PANCREAS PSEUDOCYSTE

 

Pancreas pseudocysten kunnen ontstaan na acute pancreatitis, pancreas trauma of bij chronische pancreatitis. Complicaties zijn compressie c.q. obstructie van galwegen en maagduodenum, pijn, infectie en abcedering, ruptuur en bloeding. Diagnose d.m.v. echografie, CT-scan en MRCP. Uitrijpen van de (pseudo)cystewand duurt ongeveer 6 weken, daarna is interventie (drainage) mogelijk.

 

Therapie

In overleg met gastro-enteroloog en radioloog wordt gekozen voor een endoscopische of chirurgische drainage.

Het is cruciaal om voor drainage zekerheid te hebben t.a.v. de diagnostiek c.q. het uitsluiten van cysteuze tumoren van het pancreas zoals mucineus/sereus cystadenoom en cystadenocarcinoma.

 

Cysteuze tumoren

In het AMC wordt op korte termijn een onderzoek gestart om bij cysteuze tumoren standaard een EUS en punctie van cyste inhoud te verrichten.

Over het algemeen zijn dit cysteuze afwijkingen waar ook een deel solide massa aanwezig is en of veel schotten tussen de cysten (zie elders).

De chirurgische behandeling van pseudocysten middels cystogastrostomie en cystduodenostomie of cystojejunostomie wordt kort samengevat.

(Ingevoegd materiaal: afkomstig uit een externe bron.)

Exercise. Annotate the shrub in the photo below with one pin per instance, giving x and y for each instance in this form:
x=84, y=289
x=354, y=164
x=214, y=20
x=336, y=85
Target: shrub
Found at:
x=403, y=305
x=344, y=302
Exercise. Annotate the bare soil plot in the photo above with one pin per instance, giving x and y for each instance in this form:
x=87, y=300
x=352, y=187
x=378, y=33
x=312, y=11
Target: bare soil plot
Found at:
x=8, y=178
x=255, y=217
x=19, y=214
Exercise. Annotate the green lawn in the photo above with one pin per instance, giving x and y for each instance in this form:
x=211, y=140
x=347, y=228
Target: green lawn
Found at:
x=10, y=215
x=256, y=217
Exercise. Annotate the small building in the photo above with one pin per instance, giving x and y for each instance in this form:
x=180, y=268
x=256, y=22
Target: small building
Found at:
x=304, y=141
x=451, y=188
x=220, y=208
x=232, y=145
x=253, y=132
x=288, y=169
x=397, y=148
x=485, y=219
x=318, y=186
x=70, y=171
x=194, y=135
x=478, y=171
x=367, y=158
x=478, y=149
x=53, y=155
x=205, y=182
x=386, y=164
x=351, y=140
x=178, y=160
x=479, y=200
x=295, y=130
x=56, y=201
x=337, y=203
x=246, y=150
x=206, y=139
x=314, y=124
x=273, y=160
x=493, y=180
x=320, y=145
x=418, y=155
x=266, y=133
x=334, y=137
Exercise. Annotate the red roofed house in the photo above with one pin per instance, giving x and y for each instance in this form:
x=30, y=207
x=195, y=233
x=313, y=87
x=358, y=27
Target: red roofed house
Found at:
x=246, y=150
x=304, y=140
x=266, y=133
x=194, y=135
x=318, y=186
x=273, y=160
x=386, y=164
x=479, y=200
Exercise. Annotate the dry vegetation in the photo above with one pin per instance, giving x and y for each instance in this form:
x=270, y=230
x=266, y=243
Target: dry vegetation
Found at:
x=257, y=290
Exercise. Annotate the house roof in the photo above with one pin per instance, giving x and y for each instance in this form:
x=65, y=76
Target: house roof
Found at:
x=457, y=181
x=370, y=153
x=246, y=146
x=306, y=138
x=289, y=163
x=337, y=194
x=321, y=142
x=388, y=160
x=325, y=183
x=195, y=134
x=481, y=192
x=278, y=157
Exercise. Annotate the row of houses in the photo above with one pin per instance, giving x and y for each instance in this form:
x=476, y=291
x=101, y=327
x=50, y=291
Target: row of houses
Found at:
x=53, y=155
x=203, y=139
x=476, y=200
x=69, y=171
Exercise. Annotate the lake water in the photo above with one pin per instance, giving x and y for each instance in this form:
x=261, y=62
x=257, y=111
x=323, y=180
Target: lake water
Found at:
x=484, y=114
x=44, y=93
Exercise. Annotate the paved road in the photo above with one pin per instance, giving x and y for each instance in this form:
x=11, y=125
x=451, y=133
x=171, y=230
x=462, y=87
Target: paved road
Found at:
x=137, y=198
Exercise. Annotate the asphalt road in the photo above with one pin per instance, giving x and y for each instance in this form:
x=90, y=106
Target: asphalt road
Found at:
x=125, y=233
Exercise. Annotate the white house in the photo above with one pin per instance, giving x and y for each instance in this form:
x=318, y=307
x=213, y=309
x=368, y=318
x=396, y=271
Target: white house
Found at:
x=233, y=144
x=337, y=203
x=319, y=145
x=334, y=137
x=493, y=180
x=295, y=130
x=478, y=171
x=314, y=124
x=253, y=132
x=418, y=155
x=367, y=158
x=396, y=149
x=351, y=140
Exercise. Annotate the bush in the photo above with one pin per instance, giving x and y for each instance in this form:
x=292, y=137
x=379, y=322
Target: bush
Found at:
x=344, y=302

Vroeger was de doorsnede van de cyste bepalend voor het beleid (drainage vs conservatieve behandeling). Tegenwoordig hangt dit af van de symptomatologie , het tijdsinterval en het optreden van complicaties.

a. Cystogastrostomie.

< mediane bovenbuikslaparotomie

< tussen twee teugels, lengte gastrotomie voorwand

< proefpunctie cyste door achterwand van de maag (kweek, cytologie), evt. m.b.v. per-operatieve echografie.

< openen cyste zodat een defect van tenminste 3 cm ontstaat

< verwijderen vocht of debris

< evt. biopsie cystewand (cave cystadenoom of cystadenocarcinoom)

< hemostase door rondom overhechten van maag- en cystewand in de rand van het defect met doorlopend PDS 3 x 0.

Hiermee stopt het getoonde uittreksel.